A sociedade tem património próprio
Os imóveis, equipamentos e contas da sociedade pertencem à sociedade, não diretamente ao sócio. Na partilha pode estar em causa a quota ou participação e outros direitos do cônjuge perante a empresa.
Classificação da participação
A data de aquisição, regime de bens, forma de subscrição e origem dos fundos influenciam a natureza patrimonial da quota. Mesmo quando a participação é própria, podem existir questões relativas a rendimentos ou valores investidos.

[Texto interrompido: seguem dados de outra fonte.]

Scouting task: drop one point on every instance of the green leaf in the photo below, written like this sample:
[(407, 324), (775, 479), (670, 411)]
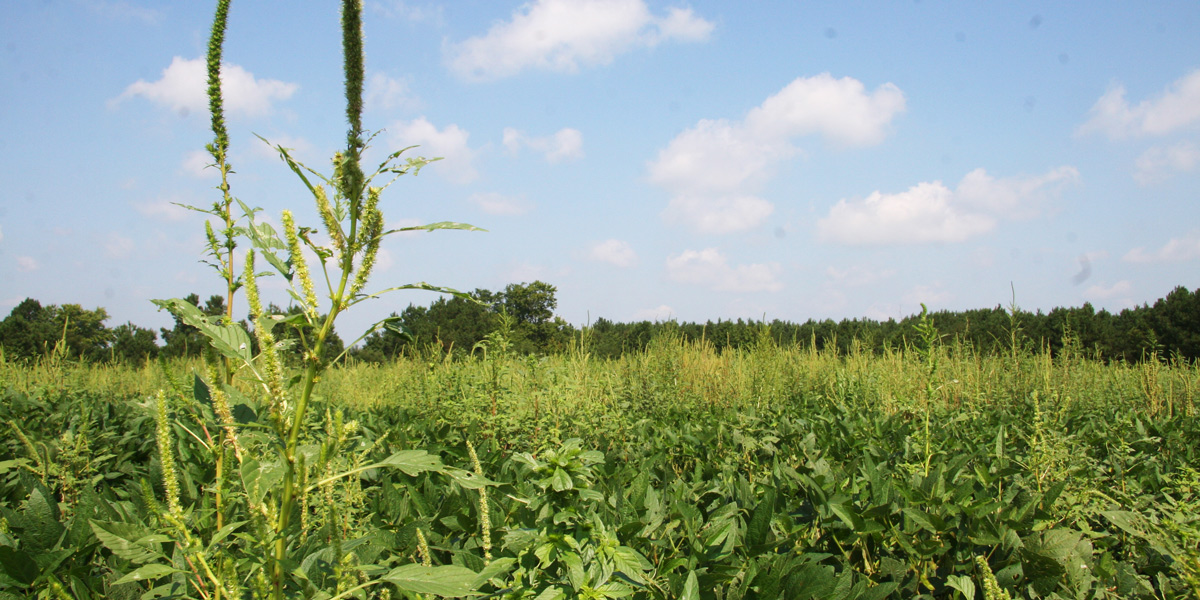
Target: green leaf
[(847, 516), (690, 588), (561, 480), (42, 528), (760, 521), (130, 541), (18, 565), (496, 569), (468, 479), (150, 571), (432, 227), (447, 581), (261, 478), (413, 462), (231, 341), (17, 463), (963, 583)]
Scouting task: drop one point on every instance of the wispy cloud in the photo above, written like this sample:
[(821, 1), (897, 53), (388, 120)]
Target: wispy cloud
[(933, 213), (1174, 108), (499, 204), (1176, 250), (450, 143), (183, 89), (385, 93), (565, 144), (1161, 162), (567, 35), (615, 252), (162, 210), (709, 268), (715, 168)]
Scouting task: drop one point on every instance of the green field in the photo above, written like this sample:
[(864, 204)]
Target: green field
[(676, 472)]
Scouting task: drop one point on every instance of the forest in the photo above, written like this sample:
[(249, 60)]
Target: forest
[(525, 315)]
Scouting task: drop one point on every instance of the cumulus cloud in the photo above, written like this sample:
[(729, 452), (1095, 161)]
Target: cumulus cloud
[(567, 35), (1161, 162), (183, 88), (933, 213), (715, 168), (1176, 250), (450, 143), (565, 144), (498, 204), (709, 268), (616, 252), (28, 264), (1176, 107), (384, 93)]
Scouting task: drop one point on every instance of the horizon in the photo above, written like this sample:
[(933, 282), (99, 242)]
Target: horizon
[(642, 157)]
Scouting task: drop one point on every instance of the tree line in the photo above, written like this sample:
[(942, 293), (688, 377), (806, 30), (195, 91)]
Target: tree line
[(521, 319)]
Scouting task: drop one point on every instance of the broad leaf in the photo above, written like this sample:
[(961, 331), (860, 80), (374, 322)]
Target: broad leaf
[(150, 571), (447, 581)]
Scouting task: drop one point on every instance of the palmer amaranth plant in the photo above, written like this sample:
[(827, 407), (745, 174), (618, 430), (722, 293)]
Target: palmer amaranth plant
[(258, 529)]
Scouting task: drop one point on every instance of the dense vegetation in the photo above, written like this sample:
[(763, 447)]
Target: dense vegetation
[(483, 448), (525, 313), (769, 471)]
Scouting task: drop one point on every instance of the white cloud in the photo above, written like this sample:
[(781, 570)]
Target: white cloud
[(838, 109), (28, 264), (1175, 108), (1176, 250), (714, 168), (564, 144), (184, 89), (659, 313), (616, 252), (384, 93), (1161, 162), (718, 215), (565, 35), (931, 213), (450, 143), (925, 213), (118, 246), (709, 268), (498, 204), (1013, 197)]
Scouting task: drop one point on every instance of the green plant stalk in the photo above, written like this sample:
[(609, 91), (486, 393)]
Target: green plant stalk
[(351, 180)]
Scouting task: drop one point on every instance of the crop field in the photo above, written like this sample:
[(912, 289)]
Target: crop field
[(676, 472)]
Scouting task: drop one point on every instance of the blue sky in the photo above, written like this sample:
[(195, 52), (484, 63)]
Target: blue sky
[(652, 160)]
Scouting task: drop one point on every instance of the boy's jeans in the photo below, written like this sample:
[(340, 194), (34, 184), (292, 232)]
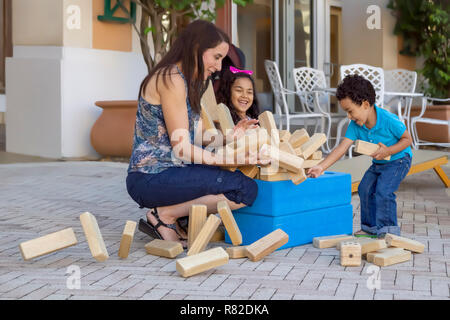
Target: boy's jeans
[(377, 198)]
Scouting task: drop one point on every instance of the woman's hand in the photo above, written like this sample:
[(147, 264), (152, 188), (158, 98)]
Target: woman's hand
[(315, 171)]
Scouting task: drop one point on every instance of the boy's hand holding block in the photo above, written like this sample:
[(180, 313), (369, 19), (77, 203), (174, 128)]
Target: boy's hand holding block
[(367, 148), (127, 239), (405, 243), (202, 261), (266, 245), (94, 237), (47, 244)]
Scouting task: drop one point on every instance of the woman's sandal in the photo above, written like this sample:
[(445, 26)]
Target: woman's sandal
[(152, 231)]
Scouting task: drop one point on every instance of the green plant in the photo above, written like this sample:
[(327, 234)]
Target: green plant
[(424, 26), (163, 17)]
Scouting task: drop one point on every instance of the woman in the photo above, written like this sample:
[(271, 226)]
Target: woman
[(169, 175)]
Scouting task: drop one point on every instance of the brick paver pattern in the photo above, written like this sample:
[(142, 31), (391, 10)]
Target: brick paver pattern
[(40, 198)]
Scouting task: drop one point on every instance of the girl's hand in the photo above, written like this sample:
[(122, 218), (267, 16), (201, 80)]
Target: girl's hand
[(382, 152), (314, 172)]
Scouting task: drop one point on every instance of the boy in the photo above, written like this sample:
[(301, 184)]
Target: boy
[(370, 123)]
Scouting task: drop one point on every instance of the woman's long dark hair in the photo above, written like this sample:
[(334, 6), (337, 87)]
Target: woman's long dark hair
[(224, 95), (188, 48)]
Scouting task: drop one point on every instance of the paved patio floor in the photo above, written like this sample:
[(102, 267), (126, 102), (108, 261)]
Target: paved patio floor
[(40, 198)]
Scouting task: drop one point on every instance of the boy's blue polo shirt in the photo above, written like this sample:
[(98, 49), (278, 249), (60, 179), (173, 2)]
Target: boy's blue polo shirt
[(387, 130)]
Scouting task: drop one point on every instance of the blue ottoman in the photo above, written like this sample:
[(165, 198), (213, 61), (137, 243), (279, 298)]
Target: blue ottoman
[(317, 207)]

Avaliar não é olhar apenas para o capital social
O valor nominal de uma quota pode ser muito diferente do seu valor económico. Contas, ativos, passivo, rentabilidade, contratos e dependência do sócio podem ser relevantes numa avaliação.
Continuidade da empresa
Uma solução de partilha deve evitar, quando possível, criar uma estrutura que paralise a atividade económica. Pode ser preferível adjudicar a participação a quem exerce a atividade e compensar o outro cônjuge por outros meios, se juridicamente e financeiramente viável.
Perguntas frequentes
O meu ex-cônjuge passa automaticamente a sócio?
Não. A posição societária e os direitos patrimoniais decorrentes do regime de bens devem ser distinguidos e analisados à luz do direito societário e familiar.
Como se avalia uma empresa na partilha?
Pode ser necessária avaliação económica baseada em contas, ativos, dívida, resultados e características do negócio, não apenas no capital social.